Der Auslandsumsatz sinkt im ersten Halbjahr 2022 um 35 Prozent auf 1,7 Milliarden Euro. Auch der Auftragseingang außerhalb Deutschlands geht um 7 Prozent zurück. Die Regression im Export sei auf die andauernde Lieferkettenkrise und verschobene oder gestreckte öffentliche Aufträge zurückzuführen. Perspektivisch gerate die Ertragslage aufgrund steigender Energiekosten, der Inflation sowie belasteter Lieferketten weiter unter Druck. Die Auswirkungen der Krisen der letzten Jahre kämen laut Rodenbeck sichtbar in der Bahnindustrie an.
Mehrkostenteilung und Energiepreisbremse: „Inflation darf nicht nur das Problem der Hersteller und Auftragnehmer bleiben“
„Wir müssen angesichts der aktuellen Lage damit rechnen, dass uns bei vollen Auftragsbüchern Ende des Jahres trotzdem betriebswirtschaftlich ernste Situationen drohen“, warnt Rodenbeck.
Die Bahnbranche arbeitet überwiegend mit langlaufenden Liefer- und Rahmenverträgen zu festen Preisen. Es besteht für die Bahnindustrie somit kaum eine Möglichkeit, die aufgrund der derzeitigen Lage massiv gestiegenen Kosten von Materialien und Komponenten fair weiterzugeben. Der VDB fordert deshalb das Aussetzen der Preisbasis von Bestandsverträgen und Überführung der Einzelprojekte auf die Preisbasis aktueller Verträge sowie die Vereinbarung von Preisgleitklauseln und Regelungen zu höherer Gewalt in Neuverträgen.

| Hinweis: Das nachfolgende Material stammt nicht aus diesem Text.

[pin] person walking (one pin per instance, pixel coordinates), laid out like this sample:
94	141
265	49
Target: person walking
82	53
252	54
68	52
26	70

Beschaffungsstellen müssten in die Lage versetzt werden, die aktuelle Situation finanziell zu kompensieren. Sonst werde es schnell zu Verschiebungen oder Reduzierung von Schienenaufträgen kommen. „Die Beschaffung neuer Schienenfahrzeuge jetzt zu verschieben, ist für die Energieeffizienz, den Klimaschutz und nicht zuletzt für den Fahrgast absolut kontraproduktiv“, erklärte Rodenbeck. Auch bei den steigenden Energiekosten sei dringender Handlungsbedarf. Die Bahnindustrie brauche schnelle und praxisnahe Unterstützung des Bundes in Form eines Energiepreisdeckels und eines Rettungsschirms für Unternehmen in unverschuldet existenzbedrohenden Situationen. Das sei auch mit Blick auf den globalen Wettbewerb nicht unerheblich.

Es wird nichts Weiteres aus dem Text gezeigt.